At the end of an hour, they saw a line of trees and imagined that it foretold another brook, but when they reached it the ground dropped suddenly, and there was a broad canyon more than two miles across.

Within it ran a raging torrent, brown water churning and foaming, while huge trees torn and uprooted swirled in the flood. It was as if a dam had broken, and the whole world seemed to be washing away. In Fallion’s own world, no river like this had existed. But here, the mountains were taller, and the range that had been called the Alcairs bulged into a different formation. Now it seemed that with the changes in the land, the river was washing away trees that had stood for centuries. Most disconcerting of all to Fallion was that the water was flowing west, when it should have been going east. He could only imagine that the river snaked back in the proper direction at some point.

“Damn,” Talon swore. “This is the River Dyll-Tandor.
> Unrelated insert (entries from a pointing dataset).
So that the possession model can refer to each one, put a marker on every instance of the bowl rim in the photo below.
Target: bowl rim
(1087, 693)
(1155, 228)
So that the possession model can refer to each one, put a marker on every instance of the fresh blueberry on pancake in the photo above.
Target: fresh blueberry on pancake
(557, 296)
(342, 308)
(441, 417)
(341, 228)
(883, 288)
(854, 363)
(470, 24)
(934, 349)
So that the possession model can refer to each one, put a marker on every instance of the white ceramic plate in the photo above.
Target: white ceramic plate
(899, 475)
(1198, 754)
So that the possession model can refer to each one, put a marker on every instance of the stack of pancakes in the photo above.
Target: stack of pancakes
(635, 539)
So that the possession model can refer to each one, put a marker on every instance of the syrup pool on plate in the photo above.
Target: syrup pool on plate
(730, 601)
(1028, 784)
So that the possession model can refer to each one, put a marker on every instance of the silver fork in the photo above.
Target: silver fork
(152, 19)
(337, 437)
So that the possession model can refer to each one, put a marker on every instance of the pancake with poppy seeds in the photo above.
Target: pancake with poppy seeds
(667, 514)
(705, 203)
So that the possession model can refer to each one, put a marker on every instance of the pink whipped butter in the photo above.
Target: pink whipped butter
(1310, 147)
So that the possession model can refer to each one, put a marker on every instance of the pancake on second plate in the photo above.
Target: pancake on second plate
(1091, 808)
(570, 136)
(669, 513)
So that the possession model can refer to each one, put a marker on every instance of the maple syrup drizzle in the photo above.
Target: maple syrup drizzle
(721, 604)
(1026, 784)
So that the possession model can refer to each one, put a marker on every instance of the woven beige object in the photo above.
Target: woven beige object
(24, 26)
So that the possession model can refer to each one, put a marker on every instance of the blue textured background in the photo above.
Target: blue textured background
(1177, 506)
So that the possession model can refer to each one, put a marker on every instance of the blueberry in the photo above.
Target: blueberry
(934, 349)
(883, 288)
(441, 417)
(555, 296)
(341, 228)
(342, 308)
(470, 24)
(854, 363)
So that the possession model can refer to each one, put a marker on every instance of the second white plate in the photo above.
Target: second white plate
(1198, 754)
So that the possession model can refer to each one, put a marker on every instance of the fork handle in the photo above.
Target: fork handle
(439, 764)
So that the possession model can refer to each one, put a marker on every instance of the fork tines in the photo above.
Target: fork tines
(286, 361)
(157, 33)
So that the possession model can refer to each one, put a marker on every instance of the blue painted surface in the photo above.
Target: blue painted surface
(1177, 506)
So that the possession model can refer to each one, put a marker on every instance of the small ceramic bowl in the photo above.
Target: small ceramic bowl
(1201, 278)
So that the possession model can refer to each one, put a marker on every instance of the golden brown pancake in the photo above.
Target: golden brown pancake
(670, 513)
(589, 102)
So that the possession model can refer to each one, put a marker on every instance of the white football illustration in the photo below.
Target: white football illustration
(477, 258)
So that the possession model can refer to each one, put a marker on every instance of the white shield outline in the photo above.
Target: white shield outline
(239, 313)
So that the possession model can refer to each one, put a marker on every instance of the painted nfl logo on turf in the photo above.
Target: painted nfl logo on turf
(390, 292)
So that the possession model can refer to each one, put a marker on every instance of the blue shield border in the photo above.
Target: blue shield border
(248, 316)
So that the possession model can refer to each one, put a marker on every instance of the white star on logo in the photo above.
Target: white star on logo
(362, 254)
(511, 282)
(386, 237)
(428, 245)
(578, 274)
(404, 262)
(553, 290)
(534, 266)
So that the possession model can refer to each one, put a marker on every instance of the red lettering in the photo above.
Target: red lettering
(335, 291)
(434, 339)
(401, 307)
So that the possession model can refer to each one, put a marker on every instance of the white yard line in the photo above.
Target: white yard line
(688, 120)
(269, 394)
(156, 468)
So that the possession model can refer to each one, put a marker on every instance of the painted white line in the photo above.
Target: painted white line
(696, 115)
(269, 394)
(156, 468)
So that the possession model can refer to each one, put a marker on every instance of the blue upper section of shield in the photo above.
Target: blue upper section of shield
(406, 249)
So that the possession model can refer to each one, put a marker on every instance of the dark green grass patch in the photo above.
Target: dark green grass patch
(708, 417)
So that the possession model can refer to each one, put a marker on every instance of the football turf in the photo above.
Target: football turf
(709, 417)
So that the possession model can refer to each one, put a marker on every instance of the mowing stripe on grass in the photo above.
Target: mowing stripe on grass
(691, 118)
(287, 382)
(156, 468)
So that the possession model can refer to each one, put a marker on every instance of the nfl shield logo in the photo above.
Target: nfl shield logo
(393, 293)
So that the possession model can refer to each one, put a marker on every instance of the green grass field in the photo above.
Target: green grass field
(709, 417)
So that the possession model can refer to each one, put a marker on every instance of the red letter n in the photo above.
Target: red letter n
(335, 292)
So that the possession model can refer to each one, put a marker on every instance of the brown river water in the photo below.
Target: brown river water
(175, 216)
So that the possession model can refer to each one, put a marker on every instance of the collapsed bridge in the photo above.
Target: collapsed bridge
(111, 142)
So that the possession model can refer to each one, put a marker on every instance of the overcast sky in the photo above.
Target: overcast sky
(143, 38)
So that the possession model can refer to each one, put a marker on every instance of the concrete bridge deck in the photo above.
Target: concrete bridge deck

I had hoped that it was farther north.”

“Is it always this treacherous?” Rhianna asked.

Talon shook her head. “Not in the summer. There were some vast lakes in the mountains. With the change, it looks as if they are emptying.”

“Can we swim it?” Rhianna asked.

Everyone turned and looked at Rhianna as if she were daft. Fallion’s legs were already shaking from weariness.

“I’m not up to it,” Jaz said. “But how about if you swim it, and we’ll all climb on top and ride you, like you was a boat?”

Fallion could not escape the feeling that this flood was his fault. “There has to be another way across.”

At that, Talon bit her lip uncertainly. “There is-a bridge, downstream, at the city of Cantular. But it will be guarded.”

“How many guards?” Fallion asked, wondering at the odds. There were four of them, and though he had never seen a wyrmling, he was up to the challenge of fighting a few, if he had to. Fallion was good with a sword. And in the full light of day, he still had his flameweaving skills to draw upon.

“Dozens, maybe hundreds,” Talon said. “There was a vast fortress there at one time, and the bridge has always been a strategic point. The wyrmlings will have it well garrisoned.” She eyed Fallion critically. “Wyrmling archers are good,” she said. “They use bows made of bone.”

He understood what she was saying. Fallion had skill as a wizard, but a flameweaver could die from an arrow wound as easily as any other man.

“Then we will have to take great care,” he said.